Due to having a full-time job and my family commitments I can’t watch as much TV as I like (hence my wanting to review for a living), so what follows is what I plan on watching this fall (not including various HBO, FX, USA, Sci-FI, TNT, and other cable series which my TiVo grabs for me and I get up early on the weekends to watch). It is far more abbreviated than I would like, but gives you some idea of who I am and where I’m coming from:

Sunday: The Simpsons, Desperate Housewives, & Football (if there are teams I’m interested in)
Monday: The Class, How I Met Your Mother, 24 (when it returns), & Studio 60
Tuesday: Friday Night Lights (still debating this one), Veronica Mars, & Boston Legal
Wednesday: Jericho (or should it be 30 Rock, I’m torn), Lost, & Kidnapped
Thursday: My Name is Earl, The Office, Grey’s Anatomy, & ER
Friday: Las Vegas
Saturday: maybe one day networks will program stuff on this night again, as for this season it truly is a vast wasteland.

Now, as I said, this is my abbreviated schedule, when I had more time there were shows for every hour of primetime (and sometimes more than that). This schedule also fails to take into account the fact that Scrubs and The Apprentice will be back and that Kidnapped may get cancelled quickly (I’ve already slotted in The Nine in case that happens).

But as for the summer and summer TV, my schedule is far more restricted. I’m limiting myself to: Treasure Hunters, Hell’s Kitchen, old episodes of Veronica Mars (I’m just starting to watch that and so find myself playing catch-up in order to be ready for next season), and tons of cable series (Rescue Me, Entourage, Blade, Eureka starts tonight, Monk, Psych, The 4400, and a few others).

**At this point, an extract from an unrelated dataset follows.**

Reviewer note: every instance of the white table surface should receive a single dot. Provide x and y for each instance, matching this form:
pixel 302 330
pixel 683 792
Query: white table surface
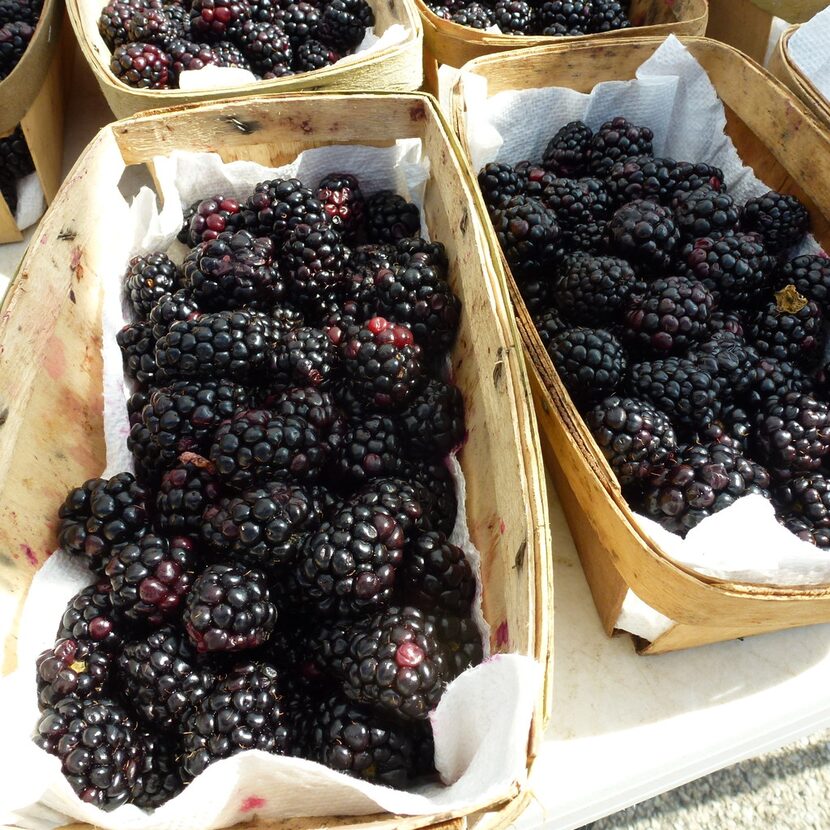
pixel 625 727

There really is good TV out there (not that everything listed above should necessarily be considered “good.”) and people that say there isn’t are pushing an agenda of their own. Throughout history new forms of entertainment have been thought of as crass, lewd, unnecessary, and simply not as good as older forms. When first introduced novels were thought of as light fare and infinitely inferior to poetry. But if you go back to ancient Greece, Plato stated that he would banish all poets from his ideal republic because they would diminish it. It takes time, an indeterminate amount of time, for the new to take hold.

The push and pull between the established and the new will continue indefinitely, change comes only with some upheaval and upset. Someone will always win and someone will always lose, and everyone is territorial.

The moral of the story is that everything, to some extent, is redeemable, except for those people that insist that some things aren’t.